Nasa image shows giant iceberg breaking off Greenland glacier
Petermann Glacier calves a second iceberg in two years, raising concerns at the rapid pace of ice loss
NASA satellite imagery has captured an iceberg twice the size of Manhattan breaking free from a Greenland glacier.
It is the second time in two years that the Petermann Glacier has spawned an ice island: in 2010 another huge iceberg broke off into the sea.
The glacier sits mostly on land but a section of it sticks out over the water like a frozen tongue, this is where the chunks break off, a process known as 'calving'.
Like other glaciers, Petermann is expected to calve periodically, but ice breaks of this scale - and only two years apart - are unprecedented.
"It's dramatic. It's disturbing," said Andreas Muenchow, an Arctic oceanographer at the University of Delaware.
"We have data for 150 years and we see changes that we have not seen before".
Scientists always closely monitor the Petermann Glacier at this time of year; if icebergs reach the coast of Newfoundland they can cause significant danger to shipping and navigation. The 2010 iceberg did reach this area but caused no damage.
This time the iceberg has broken off further upstream, much closer inland than scientists have ever seen.
Reuters reports this could accelerate the glacier's ongoing flow towards the sea as the iceberg may have been blocking movement. The 2010 break increased the Petermann Glacier's movement by between 10 and 20 per cent, which was "significant but not dramatic", said Meunchow.
Recently, many of Greenland's southern glaciers have been melting at an unusually rapid pace but the latest development brings large ice loss much further north than expected.
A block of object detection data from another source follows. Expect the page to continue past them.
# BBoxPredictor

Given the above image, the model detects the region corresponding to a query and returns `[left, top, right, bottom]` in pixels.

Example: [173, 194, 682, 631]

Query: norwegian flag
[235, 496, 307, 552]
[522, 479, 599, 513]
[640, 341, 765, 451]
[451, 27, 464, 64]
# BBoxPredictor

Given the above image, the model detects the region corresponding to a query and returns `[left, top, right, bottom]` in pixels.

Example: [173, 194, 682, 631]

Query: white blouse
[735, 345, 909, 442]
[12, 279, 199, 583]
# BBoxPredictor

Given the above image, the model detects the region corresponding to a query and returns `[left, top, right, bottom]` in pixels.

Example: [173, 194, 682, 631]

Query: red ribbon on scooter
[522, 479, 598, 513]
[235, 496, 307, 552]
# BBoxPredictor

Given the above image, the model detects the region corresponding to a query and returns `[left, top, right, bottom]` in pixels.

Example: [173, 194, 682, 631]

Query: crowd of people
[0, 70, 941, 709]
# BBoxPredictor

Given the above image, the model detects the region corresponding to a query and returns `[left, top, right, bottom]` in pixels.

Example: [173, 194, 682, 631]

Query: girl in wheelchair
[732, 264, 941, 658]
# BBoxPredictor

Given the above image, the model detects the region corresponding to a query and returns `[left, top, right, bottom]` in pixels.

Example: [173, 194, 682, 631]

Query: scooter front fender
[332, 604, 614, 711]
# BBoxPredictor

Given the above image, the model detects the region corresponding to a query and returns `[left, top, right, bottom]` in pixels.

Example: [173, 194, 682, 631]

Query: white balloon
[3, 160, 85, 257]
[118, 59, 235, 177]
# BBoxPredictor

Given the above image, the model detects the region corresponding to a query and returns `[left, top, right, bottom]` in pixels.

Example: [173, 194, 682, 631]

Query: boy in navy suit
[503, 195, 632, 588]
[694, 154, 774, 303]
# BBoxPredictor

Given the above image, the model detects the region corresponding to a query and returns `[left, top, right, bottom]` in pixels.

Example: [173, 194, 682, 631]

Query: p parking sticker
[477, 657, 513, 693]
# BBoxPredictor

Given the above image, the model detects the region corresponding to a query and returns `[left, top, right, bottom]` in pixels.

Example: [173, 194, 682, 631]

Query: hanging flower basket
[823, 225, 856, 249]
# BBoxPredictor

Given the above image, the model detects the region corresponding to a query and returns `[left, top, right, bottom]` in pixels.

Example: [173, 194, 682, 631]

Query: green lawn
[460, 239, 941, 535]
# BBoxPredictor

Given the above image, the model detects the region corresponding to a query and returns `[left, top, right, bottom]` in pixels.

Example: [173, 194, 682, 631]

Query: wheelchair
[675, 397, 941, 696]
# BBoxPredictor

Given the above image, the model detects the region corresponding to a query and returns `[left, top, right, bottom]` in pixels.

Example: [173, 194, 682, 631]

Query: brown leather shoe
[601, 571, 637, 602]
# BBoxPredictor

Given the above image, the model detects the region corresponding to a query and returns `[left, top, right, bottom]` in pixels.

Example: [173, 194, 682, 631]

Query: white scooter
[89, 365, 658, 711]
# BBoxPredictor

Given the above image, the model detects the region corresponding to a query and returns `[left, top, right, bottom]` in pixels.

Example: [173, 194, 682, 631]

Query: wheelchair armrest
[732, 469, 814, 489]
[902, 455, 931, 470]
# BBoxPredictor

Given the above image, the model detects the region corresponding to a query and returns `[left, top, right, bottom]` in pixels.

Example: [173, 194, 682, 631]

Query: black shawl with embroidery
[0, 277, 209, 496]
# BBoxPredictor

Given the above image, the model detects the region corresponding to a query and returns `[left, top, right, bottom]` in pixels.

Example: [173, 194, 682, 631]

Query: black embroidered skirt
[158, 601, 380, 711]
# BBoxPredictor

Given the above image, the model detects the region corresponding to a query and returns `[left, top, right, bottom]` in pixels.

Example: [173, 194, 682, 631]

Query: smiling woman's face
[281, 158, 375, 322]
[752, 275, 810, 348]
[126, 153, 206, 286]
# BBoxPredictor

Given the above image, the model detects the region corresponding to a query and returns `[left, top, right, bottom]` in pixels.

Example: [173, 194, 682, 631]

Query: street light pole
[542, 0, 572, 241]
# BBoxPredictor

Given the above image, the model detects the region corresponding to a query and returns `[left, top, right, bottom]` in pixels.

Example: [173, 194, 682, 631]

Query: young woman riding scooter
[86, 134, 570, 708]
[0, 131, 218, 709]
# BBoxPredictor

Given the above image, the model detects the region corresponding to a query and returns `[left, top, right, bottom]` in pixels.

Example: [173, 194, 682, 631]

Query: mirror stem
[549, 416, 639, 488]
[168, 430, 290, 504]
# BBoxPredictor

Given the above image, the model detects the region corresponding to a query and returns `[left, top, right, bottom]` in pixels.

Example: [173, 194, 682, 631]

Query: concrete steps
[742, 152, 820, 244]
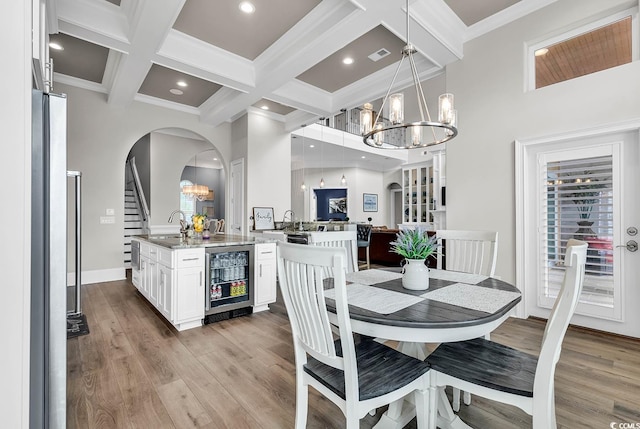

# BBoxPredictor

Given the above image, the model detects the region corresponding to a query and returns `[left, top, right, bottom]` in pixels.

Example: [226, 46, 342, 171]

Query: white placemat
[325, 283, 424, 314]
[429, 268, 489, 285]
[420, 283, 520, 313]
[346, 270, 402, 285]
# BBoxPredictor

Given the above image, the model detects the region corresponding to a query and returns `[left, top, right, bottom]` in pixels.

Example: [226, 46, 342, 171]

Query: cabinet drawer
[176, 249, 204, 268]
[157, 247, 173, 268]
[140, 241, 152, 257]
[256, 243, 276, 261]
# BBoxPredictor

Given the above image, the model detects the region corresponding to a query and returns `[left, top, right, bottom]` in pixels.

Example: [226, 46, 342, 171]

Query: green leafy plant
[390, 228, 439, 259]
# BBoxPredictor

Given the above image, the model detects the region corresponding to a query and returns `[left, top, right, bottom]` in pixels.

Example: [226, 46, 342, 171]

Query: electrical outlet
[100, 216, 116, 225]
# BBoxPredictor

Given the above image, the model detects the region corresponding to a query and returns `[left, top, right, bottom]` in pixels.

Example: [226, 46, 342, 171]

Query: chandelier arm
[373, 53, 405, 128]
[409, 55, 438, 141]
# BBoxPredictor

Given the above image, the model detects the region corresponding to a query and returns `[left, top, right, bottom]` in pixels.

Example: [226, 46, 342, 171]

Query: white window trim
[524, 6, 640, 92]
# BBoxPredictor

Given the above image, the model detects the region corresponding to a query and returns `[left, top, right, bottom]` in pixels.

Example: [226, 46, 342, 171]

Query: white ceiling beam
[56, 0, 129, 48]
[154, 30, 256, 92]
[108, 0, 186, 106]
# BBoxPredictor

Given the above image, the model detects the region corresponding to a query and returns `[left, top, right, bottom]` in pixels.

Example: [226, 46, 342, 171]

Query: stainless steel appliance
[29, 90, 67, 429]
[205, 245, 254, 323]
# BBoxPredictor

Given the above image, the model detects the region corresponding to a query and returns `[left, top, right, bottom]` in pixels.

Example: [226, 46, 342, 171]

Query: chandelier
[182, 154, 209, 201]
[360, 0, 458, 149]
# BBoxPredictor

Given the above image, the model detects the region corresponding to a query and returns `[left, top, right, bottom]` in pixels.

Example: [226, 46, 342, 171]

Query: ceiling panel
[138, 64, 221, 107]
[49, 34, 109, 83]
[444, 0, 520, 26]
[173, 0, 320, 60]
[253, 98, 296, 116]
[297, 25, 405, 92]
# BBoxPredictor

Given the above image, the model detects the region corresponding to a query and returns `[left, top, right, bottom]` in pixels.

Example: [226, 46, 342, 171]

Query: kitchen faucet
[167, 210, 187, 239]
[282, 210, 296, 229]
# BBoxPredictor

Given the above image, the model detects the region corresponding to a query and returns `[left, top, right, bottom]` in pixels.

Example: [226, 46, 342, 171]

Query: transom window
[529, 10, 637, 89]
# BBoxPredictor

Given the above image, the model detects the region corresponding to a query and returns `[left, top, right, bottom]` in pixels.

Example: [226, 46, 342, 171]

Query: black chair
[357, 224, 371, 270]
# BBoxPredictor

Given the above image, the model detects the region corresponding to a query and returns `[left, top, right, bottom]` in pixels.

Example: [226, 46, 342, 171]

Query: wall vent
[369, 48, 391, 61]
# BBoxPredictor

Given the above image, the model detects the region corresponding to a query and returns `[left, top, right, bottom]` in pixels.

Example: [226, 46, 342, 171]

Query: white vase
[402, 259, 429, 290]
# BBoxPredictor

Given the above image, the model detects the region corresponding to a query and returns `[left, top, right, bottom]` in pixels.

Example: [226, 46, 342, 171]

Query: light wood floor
[67, 281, 640, 429]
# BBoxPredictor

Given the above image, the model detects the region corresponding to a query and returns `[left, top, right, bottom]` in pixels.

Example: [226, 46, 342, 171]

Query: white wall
[245, 112, 291, 231]
[0, 1, 31, 422]
[446, 0, 640, 282]
[61, 84, 231, 283]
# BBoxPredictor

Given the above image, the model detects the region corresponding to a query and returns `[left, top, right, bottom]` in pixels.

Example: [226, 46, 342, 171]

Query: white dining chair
[436, 229, 498, 277]
[309, 230, 358, 273]
[277, 242, 429, 429]
[436, 229, 498, 411]
[427, 239, 587, 429]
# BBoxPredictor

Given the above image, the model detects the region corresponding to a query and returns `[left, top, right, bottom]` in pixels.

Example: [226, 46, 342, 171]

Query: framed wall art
[362, 194, 378, 212]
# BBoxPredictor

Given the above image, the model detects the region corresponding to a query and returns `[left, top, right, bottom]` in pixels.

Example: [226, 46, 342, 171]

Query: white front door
[518, 126, 640, 337]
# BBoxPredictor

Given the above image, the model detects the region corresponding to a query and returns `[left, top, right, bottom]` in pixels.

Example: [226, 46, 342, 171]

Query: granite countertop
[134, 234, 276, 249]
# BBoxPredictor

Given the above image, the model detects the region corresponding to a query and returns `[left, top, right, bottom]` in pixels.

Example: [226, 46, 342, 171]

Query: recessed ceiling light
[533, 48, 549, 57]
[238, 1, 256, 13]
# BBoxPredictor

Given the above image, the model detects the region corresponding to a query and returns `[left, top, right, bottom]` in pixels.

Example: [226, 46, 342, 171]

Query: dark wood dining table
[326, 268, 522, 429]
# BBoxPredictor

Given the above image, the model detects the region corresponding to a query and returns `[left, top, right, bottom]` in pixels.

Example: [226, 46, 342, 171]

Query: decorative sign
[362, 194, 378, 212]
[253, 207, 275, 231]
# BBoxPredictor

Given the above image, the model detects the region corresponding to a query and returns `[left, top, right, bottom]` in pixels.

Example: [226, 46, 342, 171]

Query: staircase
[124, 189, 147, 268]
[123, 157, 149, 269]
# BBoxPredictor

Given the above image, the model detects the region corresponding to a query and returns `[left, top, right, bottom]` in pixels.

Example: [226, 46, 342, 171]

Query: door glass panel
[541, 155, 615, 308]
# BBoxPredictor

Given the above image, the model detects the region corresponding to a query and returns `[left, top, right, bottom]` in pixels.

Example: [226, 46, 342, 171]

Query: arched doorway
[123, 128, 227, 268]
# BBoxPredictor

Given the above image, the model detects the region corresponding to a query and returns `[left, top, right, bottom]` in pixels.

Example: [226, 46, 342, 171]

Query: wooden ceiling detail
[536, 16, 631, 88]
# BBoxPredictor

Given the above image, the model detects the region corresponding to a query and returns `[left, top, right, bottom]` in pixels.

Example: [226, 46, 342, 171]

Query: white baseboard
[67, 267, 126, 286]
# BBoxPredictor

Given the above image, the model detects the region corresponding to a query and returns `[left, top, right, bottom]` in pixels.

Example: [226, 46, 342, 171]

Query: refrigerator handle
[67, 171, 82, 315]
[205, 252, 211, 311]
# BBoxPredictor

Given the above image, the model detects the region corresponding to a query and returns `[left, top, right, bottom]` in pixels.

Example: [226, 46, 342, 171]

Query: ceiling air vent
[369, 48, 391, 61]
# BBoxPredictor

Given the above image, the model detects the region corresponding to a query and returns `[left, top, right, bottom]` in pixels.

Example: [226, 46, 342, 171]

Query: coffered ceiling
[49, 0, 556, 130]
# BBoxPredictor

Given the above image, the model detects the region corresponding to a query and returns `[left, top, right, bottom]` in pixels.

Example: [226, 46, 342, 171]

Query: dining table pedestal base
[373, 387, 473, 429]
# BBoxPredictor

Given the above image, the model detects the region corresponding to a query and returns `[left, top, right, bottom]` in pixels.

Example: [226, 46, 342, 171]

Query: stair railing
[127, 156, 149, 223]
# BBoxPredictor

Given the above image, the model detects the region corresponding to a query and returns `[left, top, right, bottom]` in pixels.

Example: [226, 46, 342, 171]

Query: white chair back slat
[278, 242, 355, 369]
[436, 230, 498, 276]
[532, 239, 588, 427]
[309, 231, 358, 277]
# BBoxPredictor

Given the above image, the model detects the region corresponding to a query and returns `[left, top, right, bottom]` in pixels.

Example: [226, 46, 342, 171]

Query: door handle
[616, 240, 638, 252]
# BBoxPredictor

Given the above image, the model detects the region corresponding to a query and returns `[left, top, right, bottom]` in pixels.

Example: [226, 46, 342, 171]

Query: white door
[518, 130, 640, 337]
[226, 158, 246, 235]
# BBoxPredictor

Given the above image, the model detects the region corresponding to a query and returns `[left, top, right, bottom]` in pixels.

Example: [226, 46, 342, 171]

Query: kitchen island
[131, 234, 276, 331]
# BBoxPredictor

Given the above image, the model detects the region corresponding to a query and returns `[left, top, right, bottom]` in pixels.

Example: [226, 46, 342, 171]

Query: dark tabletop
[327, 268, 522, 329]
"It is not a collapse, but it is certainly a significant event," Nasa glaciologist Eric Rignot said. "This is not part of natural variations anymore."
The ice lost so far from the glacier was already floating, so the latest breaks won't add to global sea levels. That could change if the melting continues, however, and parts of Petermann that are currently lying on land are lost.
Scientists also reported this week that the Arctic experienced the largest sea ice loss on record for June.
According to Meunchow, climate change is certainly a factor in the changing state of the Petermann Glacier. "The Greenland ice sheet is changing rapidly before our eyes," he said.